15 février 2021 Brève Monde

Début février, Israël s’enorgueillissait d’avoir le meilleur taux de vaccination au monde : 45 % de la population a déjà reçu les deux doses du vaccin, dont près de 80 % des plus de 60 ans. L’ambition déclarée de Benyamin Netanyahou est de vacciner l’ensemble de la population avant les élections générales du 23 mars, et de redorer ainsi son blason sali par des accusations de corruption et de trafic d’influence.

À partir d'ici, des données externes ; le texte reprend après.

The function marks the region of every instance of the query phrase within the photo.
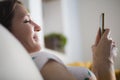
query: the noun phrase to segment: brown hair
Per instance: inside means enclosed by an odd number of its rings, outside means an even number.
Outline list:
[[[18,0],[0,1],[0,24],[11,31],[11,23],[15,12],[16,4],[22,4]]]

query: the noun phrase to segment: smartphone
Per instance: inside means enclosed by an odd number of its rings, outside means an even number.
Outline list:
[[[101,30],[101,36],[103,35],[105,28],[104,28],[104,13],[101,13],[100,15],[100,30]]]

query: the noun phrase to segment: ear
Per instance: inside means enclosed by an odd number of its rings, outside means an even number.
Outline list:
[[[28,52],[0,25],[0,80],[43,80]]]

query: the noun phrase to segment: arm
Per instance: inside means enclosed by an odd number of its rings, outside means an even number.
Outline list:
[[[106,29],[100,38],[100,29],[93,50],[93,72],[97,80],[116,80],[114,72],[115,44],[109,37],[110,30]]]
[[[41,70],[44,80],[76,80],[61,64],[49,60]]]

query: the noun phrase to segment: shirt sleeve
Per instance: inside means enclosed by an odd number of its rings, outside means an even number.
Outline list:
[[[62,64],[65,67],[64,63],[57,56],[51,53],[38,52],[38,53],[31,54],[31,56],[40,71],[44,67],[44,65],[51,59]]]
[[[67,69],[77,80],[96,80],[95,75],[87,68],[68,66]]]

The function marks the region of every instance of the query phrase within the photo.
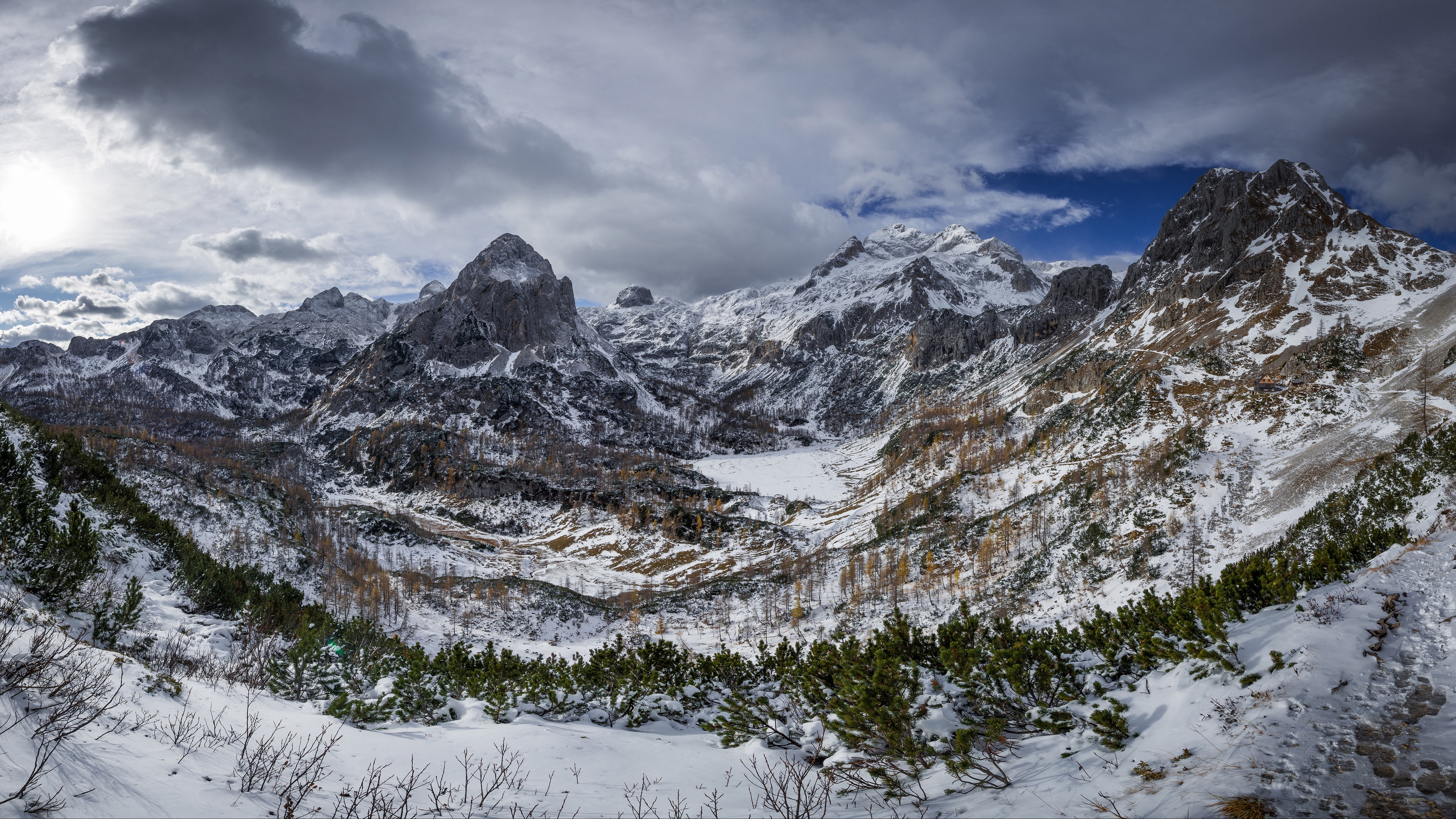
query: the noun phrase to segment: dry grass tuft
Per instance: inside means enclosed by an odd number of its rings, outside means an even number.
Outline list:
[[[1274,815],[1268,803],[1257,796],[1230,796],[1213,803],[1220,816],[1229,819],[1268,819]]]

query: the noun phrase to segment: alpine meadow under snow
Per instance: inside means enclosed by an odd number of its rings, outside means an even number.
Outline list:
[[[507,233],[0,396],[7,815],[1456,812],[1456,255],[1299,162],[1121,274],[578,309]]]

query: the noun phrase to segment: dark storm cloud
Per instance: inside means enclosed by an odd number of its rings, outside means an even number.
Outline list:
[[[581,153],[537,122],[496,115],[409,35],[367,15],[341,20],[358,36],[351,54],[301,45],[303,16],[271,0],[106,9],[77,25],[76,90],[141,140],[329,188],[457,207],[521,187],[590,187]]]
[[[285,233],[264,233],[256,227],[239,227],[217,236],[192,236],[188,243],[211,251],[218,256],[246,262],[250,259],[272,259],[280,262],[320,261],[338,254],[317,248],[306,239]]]
[[[860,7],[869,12],[869,7]],[[1449,3],[960,3],[844,25],[930,55],[922,134],[986,171],[1264,169],[1309,162],[1366,207],[1427,229],[1456,197]],[[938,20],[927,29],[926,19]],[[910,96],[914,96],[911,89]],[[875,96],[885,111],[895,96]],[[913,114],[911,114],[913,115]]]

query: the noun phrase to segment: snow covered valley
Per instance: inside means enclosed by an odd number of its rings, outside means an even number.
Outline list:
[[[824,810],[830,816],[1201,816],[1216,813],[1220,800],[1258,793],[1281,816],[1441,815],[1450,810],[1456,787],[1456,716],[1443,707],[1456,683],[1453,557],[1456,532],[1440,529],[1420,545],[1382,554],[1348,584],[1312,590],[1299,606],[1248,616],[1230,634],[1248,667],[1261,675],[1246,686],[1227,673],[1197,679],[1179,665],[1137,681],[1136,691],[1109,691],[1108,698],[1127,705],[1136,733],[1120,751],[1091,732],[1042,736],[1016,749],[1005,790],[942,794],[957,783],[935,771],[927,783],[932,796],[919,806],[862,793],[831,796]],[[1386,600],[1392,603],[1382,608]],[[218,624],[188,618],[156,596],[149,595],[149,605],[172,619],[157,628],[192,628],[199,641],[218,632]],[[1382,618],[1399,625],[1372,653],[1369,630],[1377,630]],[[213,644],[226,650],[227,641]],[[1284,667],[1271,667],[1271,651],[1283,656]],[[453,704],[463,710],[453,721],[365,730],[325,717],[314,705],[242,685],[185,679],[167,689],[124,656],[116,656],[114,676],[122,685],[121,702],[51,759],[47,794],[66,802],[60,815],[287,815],[284,802],[294,797],[297,816],[351,815],[347,807],[361,780],[368,788],[371,767],[386,785],[367,797],[379,800],[373,813],[355,806],[352,815],[799,815],[769,807],[753,777],[754,761],[760,769],[782,765],[791,756],[785,751],[763,742],[722,748],[712,733],[671,720],[636,730],[536,716],[495,723],[479,702],[466,700]],[[249,740],[255,751],[271,739],[272,753],[300,752],[307,764],[301,751],[309,740],[332,743],[307,777],[314,790],[301,793],[296,783],[294,791],[280,796],[275,791],[285,790],[280,785],[287,780],[280,775],[243,791],[242,777],[258,764],[249,762],[243,739],[250,718],[259,724]],[[10,788],[29,765],[22,730],[4,740]],[[469,780],[473,790],[464,790],[475,761],[486,765],[486,778],[496,775],[492,765],[508,768],[501,774],[508,781],[483,804],[466,806],[482,787]],[[393,807],[381,807],[390,799]],[[4,807],[19,816],[23,803]]]

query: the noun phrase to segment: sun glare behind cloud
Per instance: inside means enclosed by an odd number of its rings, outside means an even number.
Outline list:
[[[76,195],[50,165],[26,157],[0,171],[0,242],[7,249],[60,245],[74,222]]]

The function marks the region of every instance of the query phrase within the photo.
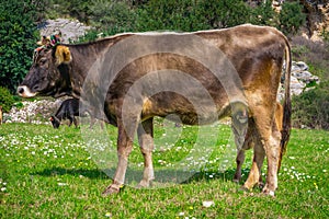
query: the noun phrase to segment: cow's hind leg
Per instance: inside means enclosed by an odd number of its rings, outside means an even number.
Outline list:
[[[135,123],[127,123],[131,124],[132,127],[129,130],[126,130],[124,127],[124,124],[122,119],[117,119],[117,168],[113,177],[113,182],[111,185],[107,186],[107,188],[103,192],[103,196],[111,195],[114,193],[118,193],[120,188],[123,186],[125,182],[125,174],[128,165],[128,157],[133,149],[133,137],[134,137],[134,130]]]
[[[274,196],[274,192],[277,188],[277,170],[281,151],[280,141],[281,132],[277,130],[274,122],[272,125],[271,136],[265,148],[268,158],[268,177],[266,184],[263,188],[263,193],[272,196]]]
[[[236,170],[236,174],[234,177],[234,182],[239,183],[241,181],[241,169],[242,169],[242,164],[245,162],[245,150],[243,149],[238,151],[236,162],[237,162],[237,170]]]
[[[250,124],[250,123],[252,123],[252,120],[249,119],[248,123]],[[241,181],[241,169],[242,169],[242,164],[245,162],[246,150],[249,150],[250,148],[253,147],[253,141],[252,141],[253,129],[251,127],[252,126],[250,126],[250,125],[248,126],[248,130],[247,130],[247,135],[245,137],[245,142],[242,145],[242,148],[239,148],[237,146],[237,150],[238,150],[237,159],[236,159],[237,170],[236,170],[236,173],[235,173],[235,176],[234,176],[234,182],[236,182],[236,183],[239,183]],[[236,143],[237,143],[237,141],[236,141]]]
[[[260,183],[260,185],[262,186],[261,169],[263,165],[264,158],[265,158],[265,151],[262,145],[256,141],[253,147],[253,158],[252,158],[251,169],[248,178],[243,184],[245,188],[250,189],[258,183]]]
[[[152,180],[155,180],[155,172],[152,165],[152,150],[154,150],[154,118],[149,118],[139,124],[138,141],[140,151],[144,157],[144,173],[143,180],[138,187],[149,187]]]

Mais derrière cette image de leader mondial de la vaccination anti-Covid, la réalité est moins reluisante. Aucune dose de vaccin n’est prévue pour les 4,5 millions de Palestiniens, alors que leurs voisins israéliens installés dans les colonies qui émaillent la Cisjordanie y ont, eux, accès. Un véritable apartheid vaccinal. Une discrimination révoltante, dénoncée à raison par nombre d’ONG et même par l’ONU, dont les conventions stipulent que c’est à la puissance colonisatrice, ici Israël, d’assurer un accès équitable et sans distinction de nationalité à la population sous son « contrôle ».

De son côté, le gouvernement israélien rejette la responsabilité sur les autorités palestiniennes et refuse de changer de politique, y compris pour les quelque 140 000 travailleurs qui traversent chaque jour les checkpoints pour travailler sur son territoire. Seule exception : les 4 400 Palestiniens détenus dans les prisons israéliennes ainsi que les Palestiniens résidents de Jérusalem-Est.

Netanyahou peut se pavaner devant le monde entier pour la réussite de sa campagne de vaccination. En laissant les Palestiniens sur la touche, il prouve qu’il n’a que faire de sauver des vies humaines et que sa motivation principale reste de briguer le plus de voix possibles pour se maintenir au pouvoir.